Our world is full of beers, but up until now there was a serious shortage in beers named after giant-ass prehistoric creatures. Iguanadon beer transports you to a time when fear-induced urine would stain your khakis, due to the massive and hungry meat-eating nightmare-lizard that is hungrily chasing you through the jungles. That friends, is total relaxation.
Every beer needs a spokesperson. Some choose athletes or celebrities. Other beer manufacturers let animals represent their brand. Duff Beer has the finest representative of them all, Homer Simpson. Nothing cleanses your brain of the funk of a day in Springfield quite like a cool and frothy Duff.

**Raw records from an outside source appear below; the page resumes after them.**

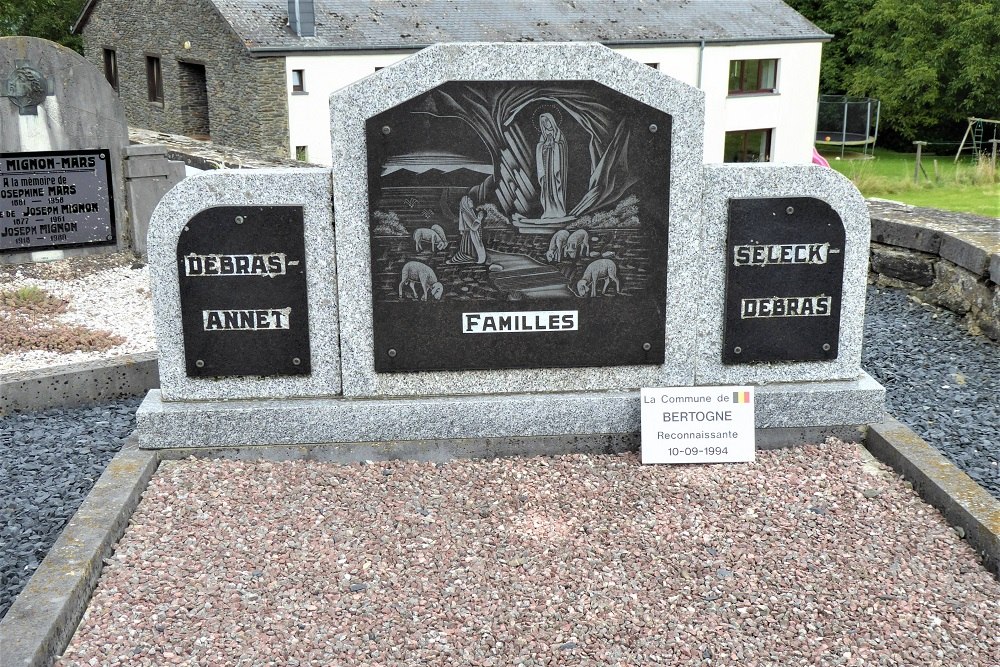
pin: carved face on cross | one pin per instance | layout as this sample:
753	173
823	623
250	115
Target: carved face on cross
26	88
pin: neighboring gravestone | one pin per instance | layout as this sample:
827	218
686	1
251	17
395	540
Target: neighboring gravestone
525	236
62	138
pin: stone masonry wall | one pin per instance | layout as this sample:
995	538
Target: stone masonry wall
949	259
247	98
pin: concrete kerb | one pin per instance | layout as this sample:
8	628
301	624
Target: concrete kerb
41	622
79	384
973	512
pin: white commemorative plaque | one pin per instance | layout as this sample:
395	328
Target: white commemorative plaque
698	425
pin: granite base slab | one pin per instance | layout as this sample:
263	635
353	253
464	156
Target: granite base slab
248	423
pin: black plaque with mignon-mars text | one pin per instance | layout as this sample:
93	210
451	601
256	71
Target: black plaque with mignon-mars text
784	280
244	311
56	199
518	224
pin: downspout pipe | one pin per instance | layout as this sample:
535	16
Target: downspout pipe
701	60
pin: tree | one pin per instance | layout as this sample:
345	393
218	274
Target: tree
48	19
932	63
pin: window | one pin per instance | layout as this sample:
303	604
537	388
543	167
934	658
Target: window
748	146
752	76
111	67
154	79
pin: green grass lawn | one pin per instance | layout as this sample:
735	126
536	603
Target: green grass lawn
967	186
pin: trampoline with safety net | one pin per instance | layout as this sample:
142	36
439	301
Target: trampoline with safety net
848	122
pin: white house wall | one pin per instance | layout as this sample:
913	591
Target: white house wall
790	112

After you have mastered the art of guzzling delicious bubbly hop juice, you quickly rise up the ranks in the alcohol culture and eventually come to the conclusion that you need something to take the edge off of your bad case of "the shakies." Enter Delirium Tremens beer, the brew that will help you keep your drinkin' hand steady.

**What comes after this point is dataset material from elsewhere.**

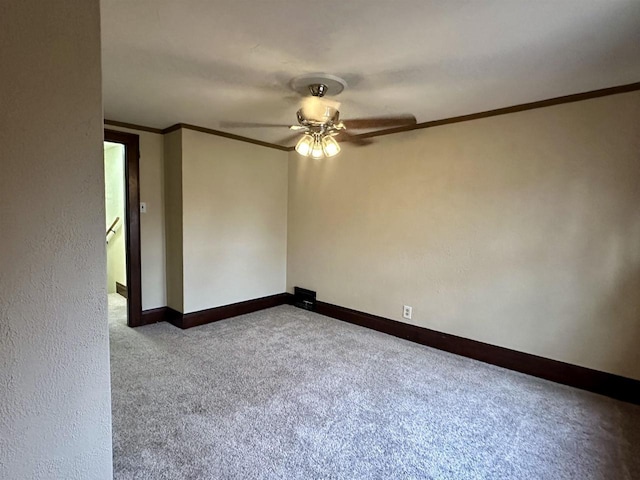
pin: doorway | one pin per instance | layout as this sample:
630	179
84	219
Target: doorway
123	254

In all groups of men there is a guy that is there to serve as retriever for your boozery. He is most commonly known as the beer-b**ch. This is a man who is truly doing the Lord's work. Selflessly, he brings forth the delicious liquid that actually gives your liver something to do. Well, now you can tell your designated beer-b**ch to go snag you an icy Bierbitzch. Thanks once again to Germany for that beautiful and rich language of theirs.
Sometimes, extreme inebriation just kind of sneaks up on ya. Before you know it, the only word you are capable of saying is "dude." That's where this beer comes in handy. As long as you can verbalize that one single word, you can keep the joy-machine turning.

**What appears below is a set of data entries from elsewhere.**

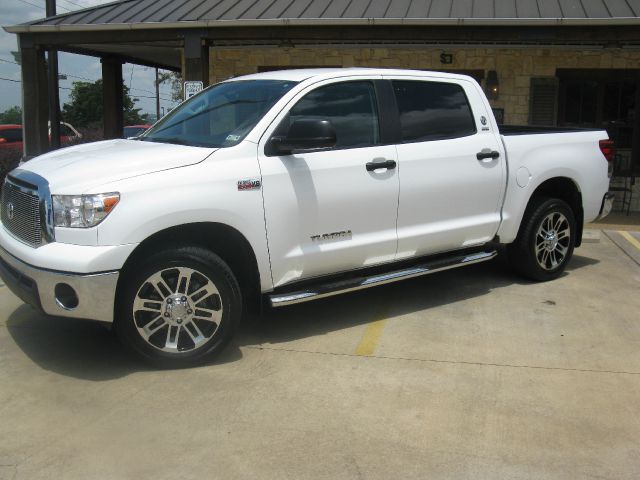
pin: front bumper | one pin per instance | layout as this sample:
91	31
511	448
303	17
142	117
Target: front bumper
53	292
607	205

When it comes to delicious and buttery goodness, lobster has always brought it in plentiful doses. When it comes to great times that are doubled with blurred vision and poor decision making, beer has always laid it down nice and proper. Naturally, combining these two worlds was a stellar move. Also, it's cool to see a naked chick with a giant lobster on her back for the label.
A nice beer-buzz pairs beautifully with a screening of any of the works of Monty Python. Through this philosophy was born Monty Python's Holy Ail. One can only hope that drinking this beverage will make your slurred speech sound just like a British accent.
Convincing your wife to be okay with bringin' in a few more wives is tricky. It's so tricky that you may want to get the old lady nice and drunk before you run your new lifestyle choice by her. If you get her drinkin' this beer, it's name will facilitate an easy way to bring polygamy into the conversation.
When you think gardens, you picture old ladies tending tomato vines and not realizing the overtly sexual manner in which they are cleaning off cucumbers. Gardens don't really bring an edge, unless of course they are a garden chock full of hoes. This beer's name probably means something completely different in Belgian, which proves the age old theory that the Belgian language is packed to the brim with giggles. Refresh yourself with an ice-cold Hoegaarden and let it implant thoughts of hoes sprouting up from the soil into your brain.